Under the Home Rule Charter, the Council has two main ways of passing legislation—a fast way, and a more lengthy way. It appears that both methods will be brought to bear in regards to emergency police and justice reform legislation in the aftermath of the murder of George Floyd by Minneapolis police and the national movement around police reform.
At its most recent Legislative Meeting, the Council unanimously passed an emergency police and justice reform bill, the details of which will be discussed below. Emergency bills–which are used to tackle items that are time-sensitive—do not require that a hearing be held, must pass by a super-majority, remain effective for 90 days and become effective immediately once signed by the Mayor, and without the need for Congressional review.

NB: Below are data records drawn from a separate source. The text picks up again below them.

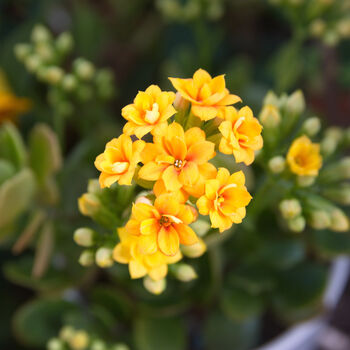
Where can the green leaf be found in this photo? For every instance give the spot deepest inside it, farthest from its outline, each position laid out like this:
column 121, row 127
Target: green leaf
column 45, row 152
column 16, row 195
column 38, row 321
column 159, row 333
column 12, row 147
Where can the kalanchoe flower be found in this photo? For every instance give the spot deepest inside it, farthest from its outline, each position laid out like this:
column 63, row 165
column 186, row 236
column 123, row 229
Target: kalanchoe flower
column 241, row 134
column 304, row 157
column 151, row 109
column 225, row 199
column 118, row 162
column 178, row 158
column 208, row 95
column 163, row 226
column 128, row 252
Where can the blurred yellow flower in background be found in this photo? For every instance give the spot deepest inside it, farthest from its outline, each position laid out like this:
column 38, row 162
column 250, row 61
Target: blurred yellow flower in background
column 208, row 95
column 151, row 108
column 304, row 157
column 119, row 160
column 241, row 134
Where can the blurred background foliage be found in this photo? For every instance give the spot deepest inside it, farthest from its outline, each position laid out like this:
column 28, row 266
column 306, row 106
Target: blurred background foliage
column 260, row 45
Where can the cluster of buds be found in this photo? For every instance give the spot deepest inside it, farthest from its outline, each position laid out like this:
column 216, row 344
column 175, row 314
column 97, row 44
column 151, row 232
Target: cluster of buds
column 167, row 147
column 46, row 56
column 313, row 176
column 77, row 339
column 176, row 10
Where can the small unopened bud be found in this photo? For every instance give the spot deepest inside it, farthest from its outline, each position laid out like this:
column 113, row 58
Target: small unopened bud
column 270, row 116
column 312, row 126
column 319, row 219
column 154, row 287
column 339, row 221
column 297, row 224
column 84, row 69
column 277, row 164
column 84, row 237
column 296, row 103
column 55, row 344
column 290, row 208
column 87, row 258
column 104, row 257
column 185, row 272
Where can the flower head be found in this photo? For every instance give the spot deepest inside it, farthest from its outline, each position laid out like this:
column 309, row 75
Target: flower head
column 304, row 157
column 177, row 157
column 241, row 134
column 162, row 226
column 118, row 162
column 128, row 252
column 208, row 95
column 151, row 108
column 225, row 199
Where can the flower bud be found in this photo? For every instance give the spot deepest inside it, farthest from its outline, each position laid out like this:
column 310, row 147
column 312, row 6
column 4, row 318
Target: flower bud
column 270, row 116
column 312, row 126
column 297, row 224
column 154, row 287
column 104, row 257
column 277, row 164
column 319, row 219
column 295, row 103
column 184, row 272
column 195, row 250
column 87, row 258
column 290, row 208
column 84, row 237
column 339, row 221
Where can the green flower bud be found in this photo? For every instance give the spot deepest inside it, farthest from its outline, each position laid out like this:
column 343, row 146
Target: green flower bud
column 297, row 224
column 290, row 208
column 87, row 258
column 184, row 272
column 84, row 237
column 312, row 126
column 154, row 287
column 104, row 257
column 277, row 164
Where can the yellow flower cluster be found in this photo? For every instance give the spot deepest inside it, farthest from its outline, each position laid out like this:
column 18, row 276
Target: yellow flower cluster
column 177, row 164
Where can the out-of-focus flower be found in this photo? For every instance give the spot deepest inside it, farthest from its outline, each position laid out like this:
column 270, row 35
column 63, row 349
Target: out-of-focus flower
column 304, row 157
column 128, row 252
column 178, row 158
column 225, row 199
column 118, row 162
column 241, row 134
column 208, row 95
column 162, row 226
column 151, row 109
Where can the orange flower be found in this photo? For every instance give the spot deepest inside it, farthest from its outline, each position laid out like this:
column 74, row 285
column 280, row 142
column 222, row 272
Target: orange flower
column 241, row 134
column 176, row 157
column 162, row 226
column 119, row 160
column 304, row 157
column 128, row 252
column 151, row 108
column 208, row 95
column 225, row 199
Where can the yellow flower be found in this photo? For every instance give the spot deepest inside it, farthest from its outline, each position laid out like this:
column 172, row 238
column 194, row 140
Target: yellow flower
column 208, row 95
column 163, row 226
column 225, row 199
column 178, row 158
column 128, row 252
column 151, row 108
column 241, row 134
column 304, row 157
column 119, row 160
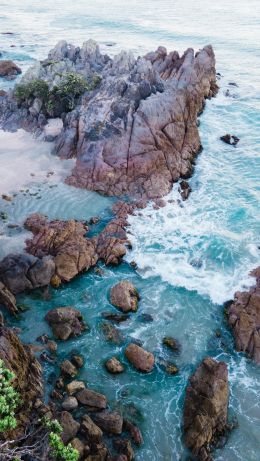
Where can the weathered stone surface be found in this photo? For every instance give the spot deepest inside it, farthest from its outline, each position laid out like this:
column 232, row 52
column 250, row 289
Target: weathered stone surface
column 69, row 425
column 124, row 296
column 9, row 69
column 20, row 272
column 28, row 381
column 65, row 241
column 65, row 322
column 206, row 406
column 114, row 366
column 244, row 319
column 140, row 358
column 92, row 399
column 109, row 421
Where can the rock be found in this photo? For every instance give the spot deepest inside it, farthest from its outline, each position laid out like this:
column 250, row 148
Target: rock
column 112, row 333
column 65, row 241
column 69, row 425
column 114, row 366
column 28, row 377
column 21, row 272
column 118, row 318
column 9, row 69
column 90, row 430
column 244, row 319
column 109, row 421
column 140, row 358
column 134, row 432
column 70, row 404
column 172, row 343
column 65, row 322
column 75, row 386
column 124, row 296
column 7, row 299
column 91, row 399
column 184, row 190
column 124, row 447
column 206, row 406
column 68, row 369
column 230, row 139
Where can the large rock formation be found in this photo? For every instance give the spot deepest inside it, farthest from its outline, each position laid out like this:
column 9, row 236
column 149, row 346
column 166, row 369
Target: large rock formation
column 244, row 319
column 135, row 131
column 28, row 381
column 205, row 407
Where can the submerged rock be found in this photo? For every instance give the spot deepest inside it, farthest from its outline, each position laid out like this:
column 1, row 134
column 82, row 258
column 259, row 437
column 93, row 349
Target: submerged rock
column 205, row 407
column 140, row 358
column 65, row 322
column 124, row 296
column 244, row 318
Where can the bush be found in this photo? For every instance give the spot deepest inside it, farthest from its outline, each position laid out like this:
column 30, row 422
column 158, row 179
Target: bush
column 9, row 399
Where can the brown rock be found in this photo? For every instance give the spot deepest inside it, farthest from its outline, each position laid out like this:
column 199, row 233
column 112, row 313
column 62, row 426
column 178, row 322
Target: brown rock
column 114, row 366
column 124, row 296
column 109, row 421
column 91, row 430
column 206, row 405
column 244, row 319
column 9, row 68
column 65, row 322
column 139, row 358
column 91, row 399
column 69, row 425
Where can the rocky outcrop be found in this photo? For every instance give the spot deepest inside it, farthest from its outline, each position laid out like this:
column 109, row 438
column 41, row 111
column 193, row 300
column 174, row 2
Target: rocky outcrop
column 124, row 296
column 9, row 69
column 28, row 377
column 135, row 131
column 244, row 319
column 206, row 407
column 140, row 358
column 65, row 322
column 21, row 272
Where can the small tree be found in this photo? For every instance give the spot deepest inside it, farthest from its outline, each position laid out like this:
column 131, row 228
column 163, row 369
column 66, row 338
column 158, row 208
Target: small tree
column 9, row 399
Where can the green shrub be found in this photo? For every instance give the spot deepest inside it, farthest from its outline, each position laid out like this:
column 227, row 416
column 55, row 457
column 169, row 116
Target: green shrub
column 9, row 399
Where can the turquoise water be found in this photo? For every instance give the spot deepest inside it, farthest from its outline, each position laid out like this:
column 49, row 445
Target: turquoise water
column 190, row 259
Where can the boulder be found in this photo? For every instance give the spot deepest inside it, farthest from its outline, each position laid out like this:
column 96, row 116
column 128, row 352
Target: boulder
column 140, row 358
column 110, row 422
column 91, row 399
column 9, row 69
column 65, row 322
column 244, row 319
column 124, row 296
column 206, row 407
column 114, row 366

Permanent legislation, on the other hand, moves slowly by design. Such bills are subject to a hearing to receive public input, a committee discussion and vote, and approval by the full Council at not one but two Legislative Meetings.
In regards to the police and justice reform legislation passed at the most recent Legislative Meeting, both the emergency and permanent legislative processes will seemingly be invoked, and the benefits of each scenario will be maximized. Given the urgent need, and intense public demand for action, emergency legislation was the appropriate first step. The absence of a hearing on the topic was mitigated by the fact that most if not all of the reforms included in the bill had either previously been discussed at length in the past on the Judiciary Committee level, and/or they were best practices borrowed from other municipalities. Regardless, when the permanent legislation comes up for consideration, there will be extensive opportunity for all those concerned, from the police to the public, to speak out on all details of the bill.
Regarding the bill’s content, as passed, the measure:
- bans chokeholds and neck restraints by police and special police
- requires the release, within 72 hours, of body-worn camera footage after any officer-involved death or serious use of force, requires release of footage from past shootings, and bans officers from reviewing it prior to drafting crime reports
- prohibits use of tear gas, pepper spray, riot gear, rubber bullets and stun grenades by MPD (or federal police while on non-federal land) in response to First Amendment protests
- bans the hiring of officers fired for (or who resigned facing charges of) police misconduct or other serious disciplinary measures
- modifies the composition of the Police Complaints Board, moving from a five-member board with one Metropolitan Police Department representative, to a nine-member board with one member from each Ward, plus an at-large member, and no police representatives
- repeals the District’s mask ban legislation
- creates a 20-member Police Reform Commission
- requires that all MPD personnel working at a First Amendment protest wear identification indicating they are with local (as opposed to federal) law enforcement
- ensures the right to a jury trial in cases where assaulting a police officer is alleged
- limits and details what constitutes unlawful police use of force, and how it will be dealt with
- bans MPD from purchasing military equipment from the federal government
- requires the Department of Corrections to provide voter registration forms, voter guides, and absentee ballots to everyone in the Department’s care
- requires the Department of Corrections to conduct a weekly review of all those in its care to determine who might be ready to transition to home confinement
- clarifies that collective bargaining agreements cannot be used to shield employees from accountability and discipline
- requires additional training of officers on topics including racism and white supremacy
Bridging the gap between rapid-but-short-lived emergency legislation and long-lasting permanent legislation is what’s called “temporary legislation.” It requires two votes, and is in effect for 225 days. Like permanent legislation, it must passively lay over before Congress. A few proposed amendments to the emergency police and justice reform legislation needed further review and refinement prior to possible inclusion in a final bill. If the details on these amendments can be worked out, the changes could be incorporated in the bill prior to the second vote on the temporary version of the bill, and/or in the permanent bill.
Questions regarding the size of the police force, and potential budget cuts or transfers to further emphasize the Council’s past support for viewing crime prevention and violence interruption as public health measures, were largely postponed until they could be addressed as part of the ongoing budget process, which will culminate in final votes in late July.